“We have so much to offer our community,” say LSC members, as CTU urges support for pioneering sustainable community school.
- 9:30 a.m., Wed., Oct. 26: press conference with LSC members, parents, supporters, CPS HQ, 42 W. Madison St., Chicago
CHICAGO — Parents, LSC members and local residents will urge CPS on Wednesday to support a gem of a high school in Uptown – Uplift Community High School – and designate that high school as the neighborhood open enrollment high school. The move would help alleviate enrollment problems that have challenged Uplift in recent years – and fulfill a promise that CPS made to the school community when Uplift first opened in 2005.
LSC members, parents and supporters will gather at 9:30 a.m. on Wednesday, October 26, at CPS headquarters, located at 42 W. Madison St., to urge support for the move, then head into the monthly board of education meeting to make their case.
Supporters of Uplift Community High School will petition the Board of Education to name the school the official high school for Uptown with attendance boundaries.

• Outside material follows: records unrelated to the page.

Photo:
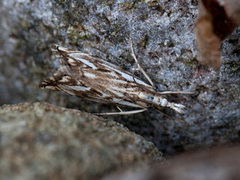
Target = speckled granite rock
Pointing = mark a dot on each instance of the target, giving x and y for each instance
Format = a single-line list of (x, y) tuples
[(219, 163), (40, 141), (162, 32)]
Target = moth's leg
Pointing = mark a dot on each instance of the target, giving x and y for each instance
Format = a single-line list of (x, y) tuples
[(139, 67), (121, 113), (175, 92)]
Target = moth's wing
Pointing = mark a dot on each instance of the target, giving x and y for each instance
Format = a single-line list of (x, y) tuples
[(85, 76)]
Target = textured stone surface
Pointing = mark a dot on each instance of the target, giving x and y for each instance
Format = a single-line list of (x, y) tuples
[(40, 141), (221, 163), (162, 32)]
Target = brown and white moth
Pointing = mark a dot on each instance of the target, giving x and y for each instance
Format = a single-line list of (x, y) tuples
[(88, 77)]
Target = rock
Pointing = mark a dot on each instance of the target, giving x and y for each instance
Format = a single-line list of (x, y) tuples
[(41, 141), (164, 42), (221, 163)]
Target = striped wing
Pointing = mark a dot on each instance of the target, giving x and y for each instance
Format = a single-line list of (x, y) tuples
[(92, 78)]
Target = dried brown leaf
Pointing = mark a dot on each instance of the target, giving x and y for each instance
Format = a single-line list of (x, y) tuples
[(212, 27)]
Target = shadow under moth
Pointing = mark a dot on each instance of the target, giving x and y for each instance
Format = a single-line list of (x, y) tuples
[(88, 77)]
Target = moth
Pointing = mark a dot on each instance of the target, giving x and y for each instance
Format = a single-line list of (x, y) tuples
[(88, 77)]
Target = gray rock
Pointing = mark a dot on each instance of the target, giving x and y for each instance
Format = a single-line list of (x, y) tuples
[(162, 32), (221, 163), (41, 141)]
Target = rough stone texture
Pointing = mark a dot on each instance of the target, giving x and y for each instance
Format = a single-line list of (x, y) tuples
[(41, 141), (221, 163), (162, 32)]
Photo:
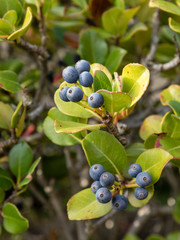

Uplift is the only non-selective enrollment, non-magnet school in CPS without attendance boundaries, creating a constant recruitment challenge. When Uplift opened in 2005, it was understood that the following year it would become the neighborhood high school for the area – but that did not occur. LSC members and supporters are speaking out Wednesday to correct these inequities, and circulating a petition, as well.
“Uplift has so much to offer the community,” says LSC member Marc Kaplan. “We are a STEAM school (one of only two Early College STEAM schools in the city) and a Sustainable Community School, and these programs bring us extra resources that provide real benefits to our students.”
Today students in Chicago’s Uptown neighborhood attend Senn High School – two miles away from centrally located Uplift, which is also one of 20 Sustainable Community Schools, or SCS, in CPS.
As a Sustainable Community School, Uplift is able to provide innovative culturally relevant learning, a restorative justice coordinator, extended after school programming and other wrap around services and programming for parents and the community. This proven model allows coordinated efforts promote student, family and neighborhood health and well-being in a community-led, community-driven approach to educational justice and equity.
Uplift’s STEAM program provides up-to-date technology and teaching methods to integrate both STEM and arts into the classroom, and opportunities to earn college credits all the way to an associate’s degree while still in high school.
Strong neighborhood schools are an anchor for their communities. Naming Uplift the official high school will help to create a comprehensive and coordinated network of schools from the elementary schools up through Truman College that will all work together to ensure that young people of the Uptown community develop to their full potential and are ready for college and other postsecondary pathways, careers, and full and productive lives.